Handling data that is missing

Handling data that is missing#

NaN is short for Not-a-Number.

This page will compare how NaN values differ between Numpy and Pandas.

You are probably aware that Numpy will produce NaNs from invalid floating point operations, such as dividing 0 by 0. In Pandas, NaNs are more commonly a flag to indicate the absence of data, for floating point and other data types.

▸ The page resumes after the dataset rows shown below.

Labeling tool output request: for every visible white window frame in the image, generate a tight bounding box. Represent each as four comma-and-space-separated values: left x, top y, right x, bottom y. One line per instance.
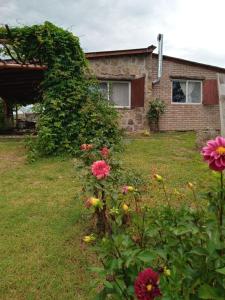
171, 79, 202, 105
100, 80, 131, 108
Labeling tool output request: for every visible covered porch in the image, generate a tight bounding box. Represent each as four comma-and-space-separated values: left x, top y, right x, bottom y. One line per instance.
0, 61, 46, 133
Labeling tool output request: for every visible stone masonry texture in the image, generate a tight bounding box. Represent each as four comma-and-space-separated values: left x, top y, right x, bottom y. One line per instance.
88, 53, 222, 132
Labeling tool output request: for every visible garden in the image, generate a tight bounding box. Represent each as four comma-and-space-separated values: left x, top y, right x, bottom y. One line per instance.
0, 22, 224, 299
0, 132, 224, 299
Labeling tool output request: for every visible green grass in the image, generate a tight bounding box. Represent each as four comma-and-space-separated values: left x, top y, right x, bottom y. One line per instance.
0, 133, 214, 299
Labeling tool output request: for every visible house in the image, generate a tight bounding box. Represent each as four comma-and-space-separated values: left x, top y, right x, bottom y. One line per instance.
86, 40, 225, 132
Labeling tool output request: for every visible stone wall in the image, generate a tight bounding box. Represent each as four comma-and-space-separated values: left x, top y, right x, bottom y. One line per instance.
88, 54, 152, 131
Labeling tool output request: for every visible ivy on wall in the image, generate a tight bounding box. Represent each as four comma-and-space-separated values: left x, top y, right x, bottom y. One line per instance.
0, 22, 121, 155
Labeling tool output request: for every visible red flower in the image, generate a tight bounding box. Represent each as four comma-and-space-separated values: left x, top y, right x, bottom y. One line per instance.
134, 268, 161, 300
80, 144, 93, 151
100, 147, 110, 158
91, 160, 110, 180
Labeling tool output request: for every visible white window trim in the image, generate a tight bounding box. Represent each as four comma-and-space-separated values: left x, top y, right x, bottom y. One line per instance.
171, 79, 202, 105
100, 80, 131, 109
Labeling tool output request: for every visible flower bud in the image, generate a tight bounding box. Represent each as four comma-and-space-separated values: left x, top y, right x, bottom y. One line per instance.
122, 203, 129, 213
163, 267, 171, 276
127, 186, 134, 192
83, 235, 95, 243
187, 182, 194, 189
154, 174, 163, 182
86, 197, 102, 209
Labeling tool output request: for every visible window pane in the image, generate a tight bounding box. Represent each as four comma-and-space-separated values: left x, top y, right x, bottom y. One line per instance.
188, 81, 201, 103
172, 81, 186, 103
99, 82, 108, 99
110, 82, 129, 107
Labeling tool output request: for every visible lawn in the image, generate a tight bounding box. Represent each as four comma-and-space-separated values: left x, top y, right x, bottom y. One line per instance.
0, 132, 214, 299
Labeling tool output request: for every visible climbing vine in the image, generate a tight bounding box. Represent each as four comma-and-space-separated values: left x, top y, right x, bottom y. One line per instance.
0, 22, 121, 155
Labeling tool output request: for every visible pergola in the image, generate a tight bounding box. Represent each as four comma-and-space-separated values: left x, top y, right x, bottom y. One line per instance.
0, 61, 46, 128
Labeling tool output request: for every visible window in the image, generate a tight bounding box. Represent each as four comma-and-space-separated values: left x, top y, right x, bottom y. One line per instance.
172, 80, 202, 104
99, 81, 131, 108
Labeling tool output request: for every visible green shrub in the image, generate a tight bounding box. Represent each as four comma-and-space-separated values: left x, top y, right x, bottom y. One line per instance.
147, 99, 166, 132
79, 142, 225, 299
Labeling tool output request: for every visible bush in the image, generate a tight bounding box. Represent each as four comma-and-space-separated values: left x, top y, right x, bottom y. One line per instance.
79, 137, 225, 300
147, 99, 166, 132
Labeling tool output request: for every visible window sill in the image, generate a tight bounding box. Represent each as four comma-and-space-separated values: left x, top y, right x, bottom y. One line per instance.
115, 106, 131, 110
171, 102, 202, 105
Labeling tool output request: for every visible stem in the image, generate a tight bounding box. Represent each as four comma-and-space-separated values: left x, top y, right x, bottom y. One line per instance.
219, 172, 224, 251
162, 182, 170, 207
140, 208, 146, 248
100, 259, 130, 300
220, 172, 224, 227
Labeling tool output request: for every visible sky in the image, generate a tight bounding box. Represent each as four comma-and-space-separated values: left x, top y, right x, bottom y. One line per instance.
1, 0, 225, 67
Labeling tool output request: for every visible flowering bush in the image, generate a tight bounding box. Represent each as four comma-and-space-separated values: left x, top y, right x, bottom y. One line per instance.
79, 137, 225, 300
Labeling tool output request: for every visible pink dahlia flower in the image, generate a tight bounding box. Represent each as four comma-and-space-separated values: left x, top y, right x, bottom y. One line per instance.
100, 147, 110, 158
91, 160, 110, 180
201, 136, 225, 171
134, 268, 161, 300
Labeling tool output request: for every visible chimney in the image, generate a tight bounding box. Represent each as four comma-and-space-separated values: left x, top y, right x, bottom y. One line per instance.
153, 34, 163, 84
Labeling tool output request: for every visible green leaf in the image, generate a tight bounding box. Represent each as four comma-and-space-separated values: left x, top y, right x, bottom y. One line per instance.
137, 250, 157, 263
216, 267, 225, 275
104, 280, 114, 289
198, 284, 223, 299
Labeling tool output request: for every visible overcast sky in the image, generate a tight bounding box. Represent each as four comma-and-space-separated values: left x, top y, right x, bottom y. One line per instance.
1, 0, 225, 67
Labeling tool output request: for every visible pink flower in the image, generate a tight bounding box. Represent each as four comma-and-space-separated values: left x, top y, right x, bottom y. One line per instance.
201, 136, 225, 171
80, 144, 93, 151
134, 268, 161, 300
122, 185, 129, 194
91, 160, 110, 180
100, 147, 110, 158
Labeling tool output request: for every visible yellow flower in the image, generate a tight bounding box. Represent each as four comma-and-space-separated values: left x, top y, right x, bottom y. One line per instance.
127, 186, 134, 192
187, 182, 194, 189
163, 267, 171, 276
83, 234, 95, 243
122, 204, 129, 213
90, 197, 102, 208
154, 174, 163, 182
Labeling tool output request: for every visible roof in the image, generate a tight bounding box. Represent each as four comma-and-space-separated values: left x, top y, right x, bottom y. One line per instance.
86, 45, 156, 59
152, 53, 225, 73
0, 61, 47, 70
85, 46, 225, 73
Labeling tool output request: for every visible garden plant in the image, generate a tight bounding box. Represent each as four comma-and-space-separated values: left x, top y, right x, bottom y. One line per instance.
147, 99, 166, 132
79, 136, 225, 300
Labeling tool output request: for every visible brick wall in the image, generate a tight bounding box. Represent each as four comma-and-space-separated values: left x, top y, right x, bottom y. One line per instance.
152, 56, 221, 131
88, 55, 152, 131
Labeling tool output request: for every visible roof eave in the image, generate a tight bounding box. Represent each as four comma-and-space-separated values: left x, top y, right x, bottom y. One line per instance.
86, 45, 156, 59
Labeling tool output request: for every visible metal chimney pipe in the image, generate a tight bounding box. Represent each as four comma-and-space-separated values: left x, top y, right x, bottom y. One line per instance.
153, 33, 163, 84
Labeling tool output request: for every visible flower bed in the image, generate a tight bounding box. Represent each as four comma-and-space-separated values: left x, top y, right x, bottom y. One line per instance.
78, 137, 225, 299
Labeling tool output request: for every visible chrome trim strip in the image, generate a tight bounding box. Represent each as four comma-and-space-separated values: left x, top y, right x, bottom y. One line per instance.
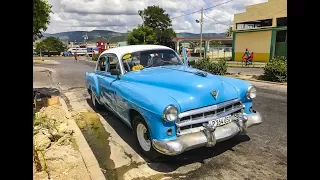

We will also look at how to handle NaNs safely in Pandas. First, let’s remind ourselves how NaNs work in Numpy.

NaNs in Numpy#

As mentioned above, NaNs in Numpy result from invalid floating point operations.

# Import libraries
import numpy as np
import pandas as pd

# NaN results from a Numpy operation dividing 0 by 0
a_nan = np.array(0) / np.array(0)
a_nan

/tmp/ipykernel_2767/2469014178.py:6: RuntimeWarning: invalid value encountered in divide
  a_nan = np.array(0) / np.array(0)

np.float64(nan)

There are potential pitfalls when dealing with NaN values, to which we will now turn our attention.

As you see above, the Numpy dtype of the returned NaN value is float64. This tells us that the NaN value is a special and particular type of floating point value, in the same sense that Inf (infinity) or -Inf (negative infinity) are special floating point values:

# Inf (np.inf) is another special floating point value.
np.array(1) / np.array(0)

/tmp/ipykernel_2767/58810310.py:2: RuntimeWarning: divide by zero encountered in divide
  np.array(1) / np.array(0)

np.float64(inf)

Numpy uses this special NaN (np.nan) value to indicate that the value is invalid. We will soon see that Pandas uses np.nan in a different and expanded meaning. But more of that in a little while.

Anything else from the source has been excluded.